While these devices are mandatory for school use, Securly’s user experience sucks. It frequently blocks educational websites, such as Stack Overflow, which should not be subject to such restrictions. This issue persists despite the company’s use of supposedly “sophisticated AI.".

TLDR: Securly is a digital micromanagement service that compromises user experience.

Overview

Securly offers three filtering “solutions”, all of which can be circumvented without resorting to proxy websites.

The initial filtering solution involves a Chrome extension, which can be bypassed by creating a new browser profile or using a different browser. I’ve decompiled this extension this extension for those interested in its how it works.

The other two solutions, namely “Securly DNS: Selective Proxy Filtering” and “SmartPAC: Global Proxy Filtering”, rely on the trust of an SSL certificate. These methods function as a MITM attack. Instead of utilizing trusted CAs from the root store, the device trusts Securly’s CA and forwards web traffic through Securly’s proxy server. Given that they control the SSL certificate, they can inspect all SSL/TLS traffic, such as login credentials. While this is potentially alarming, they do whitelist well-known services from Google and Microsoft.

Bypassing

The fact that a device has Securly’s CA in its root store doesn’t mean its use is mandatory.
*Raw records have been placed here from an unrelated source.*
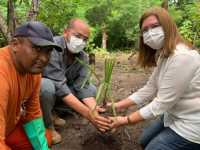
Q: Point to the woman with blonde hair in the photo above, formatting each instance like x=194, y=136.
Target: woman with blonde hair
x=174, y=87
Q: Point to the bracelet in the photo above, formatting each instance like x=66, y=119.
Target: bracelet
x=129, y=121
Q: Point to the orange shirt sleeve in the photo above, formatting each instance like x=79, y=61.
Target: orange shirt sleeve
x=4, y=97
x=32, y=105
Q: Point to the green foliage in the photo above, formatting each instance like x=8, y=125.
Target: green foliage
x=104, y=86
x=186, y=31
x=57, y=13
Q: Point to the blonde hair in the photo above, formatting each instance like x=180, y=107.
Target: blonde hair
x=147, y=55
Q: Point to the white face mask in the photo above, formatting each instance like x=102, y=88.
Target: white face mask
x=75, y=45
x=154, y=39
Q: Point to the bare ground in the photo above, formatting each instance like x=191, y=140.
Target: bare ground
x=80, y=134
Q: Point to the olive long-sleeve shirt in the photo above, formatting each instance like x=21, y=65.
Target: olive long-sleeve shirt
x=61, y=75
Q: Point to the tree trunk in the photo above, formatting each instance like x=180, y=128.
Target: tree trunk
x=164, y=5
x=34, y=10
x=13, y=20
x=91, y=59
x=5, y=30
x=12, y=17
x=104, y=37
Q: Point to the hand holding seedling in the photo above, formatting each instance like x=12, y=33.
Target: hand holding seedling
x=115, y=125
x=101, y=123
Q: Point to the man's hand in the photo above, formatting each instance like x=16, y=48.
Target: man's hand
x=100, y=122
x=120, y=120
x=117, y=107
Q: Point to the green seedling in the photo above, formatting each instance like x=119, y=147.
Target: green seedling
x=104, y=86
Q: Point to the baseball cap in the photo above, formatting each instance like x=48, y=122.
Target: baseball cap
x=37, y=33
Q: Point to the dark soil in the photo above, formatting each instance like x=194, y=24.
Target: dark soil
x=80, y=134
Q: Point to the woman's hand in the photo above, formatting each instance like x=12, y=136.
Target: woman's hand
x=125, y=103
x=121, y=121
x=117, y=106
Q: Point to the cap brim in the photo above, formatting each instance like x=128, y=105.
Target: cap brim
x=42, y=42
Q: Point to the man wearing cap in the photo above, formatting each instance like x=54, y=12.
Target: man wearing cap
x=62, y=79
x=21, y=123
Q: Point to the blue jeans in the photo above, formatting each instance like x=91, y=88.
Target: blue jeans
x=52, y=104
x=158, y=137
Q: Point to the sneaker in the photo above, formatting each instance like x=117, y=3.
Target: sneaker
x=56, y=138
x=58, y=121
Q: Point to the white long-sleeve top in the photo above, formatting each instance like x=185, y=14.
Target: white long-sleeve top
x=175, y=88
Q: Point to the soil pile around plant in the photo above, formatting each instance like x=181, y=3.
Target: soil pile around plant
x=80, y=134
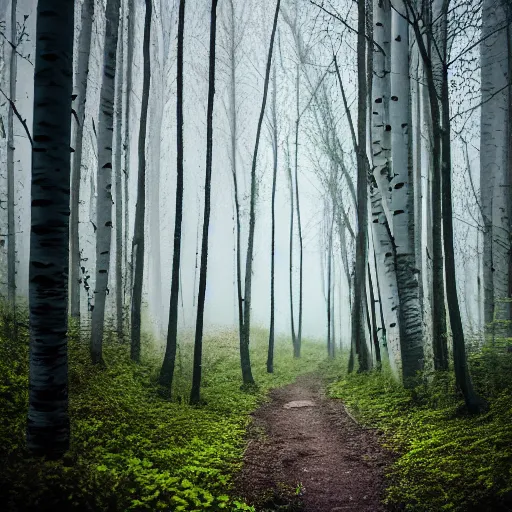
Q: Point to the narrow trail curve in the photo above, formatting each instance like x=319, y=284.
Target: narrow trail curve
x=339, y=464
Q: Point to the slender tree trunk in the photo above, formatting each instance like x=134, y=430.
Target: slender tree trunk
x=119, y=186
x=167, y=371
x=233, y=118
x=11, y=229
x=290, y=181
x=48, y=420
x=297, y=203
x=104, y=178
x=418, y=186
x=140, y=207
x=128, y=265
x=509, y=149
x=198, y=345
x=494, y=164
x=244, y=345
x=84, y=50
x=270, y=357
x=374, y=320
x=473, y=402
x=439, y=331
x=358, y=331
x=402, y=200
x=330, y=341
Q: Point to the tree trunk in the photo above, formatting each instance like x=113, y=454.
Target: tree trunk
x=233, y=125
x=494, y=174
x=402, y=200
x=384, y=249
x=439, y=331
x=11, y=229
x=358, y=331
x=104, y=179
x=119, y=187
x=48, y=420
x=473, y=402
x=140, y=207
x=296, y=353
x=270, y=357
x=330, y=341
x=376, y=345
x=198, y=345
x=167, y=371
x=84, y=50
x=130, y=41
x=297, y=203
x=244, y=343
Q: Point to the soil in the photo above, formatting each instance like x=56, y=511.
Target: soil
x=307, y=453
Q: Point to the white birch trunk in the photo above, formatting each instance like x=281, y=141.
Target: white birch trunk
x=381, y=154
x=494, y=172
x=104, y=201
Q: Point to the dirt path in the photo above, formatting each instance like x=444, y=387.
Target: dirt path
x=339, y=464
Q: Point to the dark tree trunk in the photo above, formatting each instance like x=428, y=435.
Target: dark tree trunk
x=270, y=356
x=358, y=331
x=140, y=207
x=167, y=371
x=119, y=189
x=296, y=352
x=244, y=342
x=473, y=402
x=48, y=420
x=84, y=50
x=198, y=345
x=104, y=179
x=128, y=265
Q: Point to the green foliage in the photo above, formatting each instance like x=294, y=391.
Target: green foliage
x=132, y=449
x=447, y=460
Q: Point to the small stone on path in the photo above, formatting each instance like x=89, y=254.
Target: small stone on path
x=299, y=403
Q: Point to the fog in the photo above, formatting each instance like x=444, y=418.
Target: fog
x=255, y=20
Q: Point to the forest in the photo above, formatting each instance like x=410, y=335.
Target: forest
x=256, y=255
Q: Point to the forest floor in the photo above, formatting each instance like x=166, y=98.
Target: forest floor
x=314, y=451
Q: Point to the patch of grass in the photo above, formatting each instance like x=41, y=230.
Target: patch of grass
x=131, y=449
x=447, y=460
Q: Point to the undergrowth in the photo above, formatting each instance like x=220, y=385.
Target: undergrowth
x=132, y=449
x=446, y=460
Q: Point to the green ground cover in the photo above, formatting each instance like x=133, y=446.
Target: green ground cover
x=447, y=460
x=132, y=449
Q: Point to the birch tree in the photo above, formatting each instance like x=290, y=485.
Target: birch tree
x=11, y=230
x=195, y=395
x=494, y=165
x=381, y=175
x=402, y=199
x=80, y=89
x=104, y=178
x=248, y=379
x=140, y=207
x=167, y=371
x=270, y=356
x=48, y=420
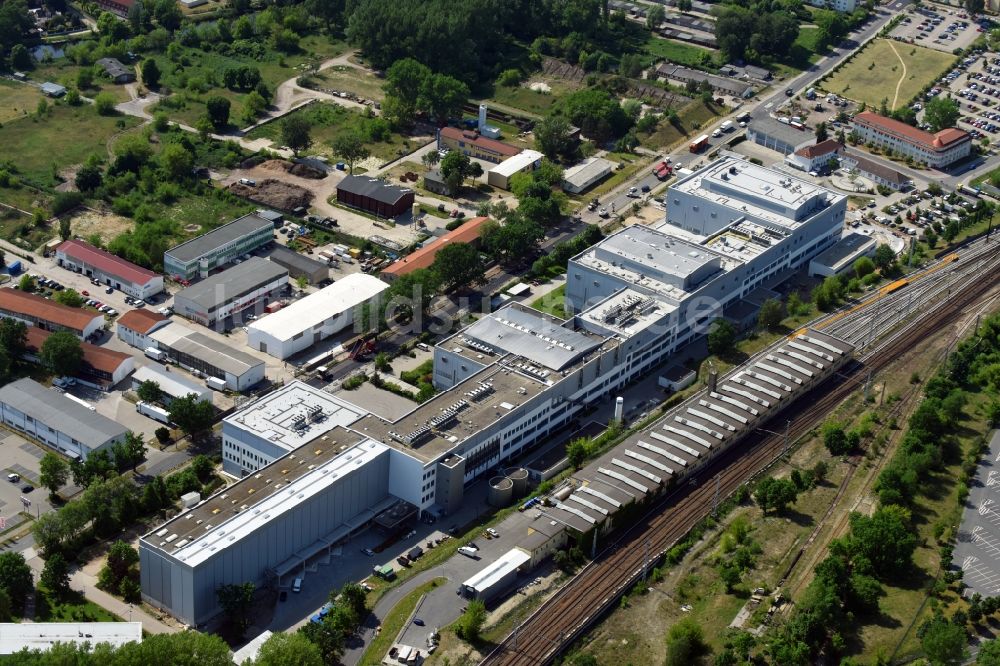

For example, we can use Python’s requests module to send a GET request to any website, irrespective of whether it’s blocked by Securly.

import requests

blocked_url = "http://unsafewebsite.com" #this is a website that securly always blocks
x = requests.get(blocked_url, verify=False)
print(x.text) #will return the HTML of the blocked website

This demonstration is a hint towards the fact that browsers can be configured to use the legitimate SSL certificates instead of Securly’s.

Firefox, with its dedicated certificate root store, is an ideal candidate for this purpose.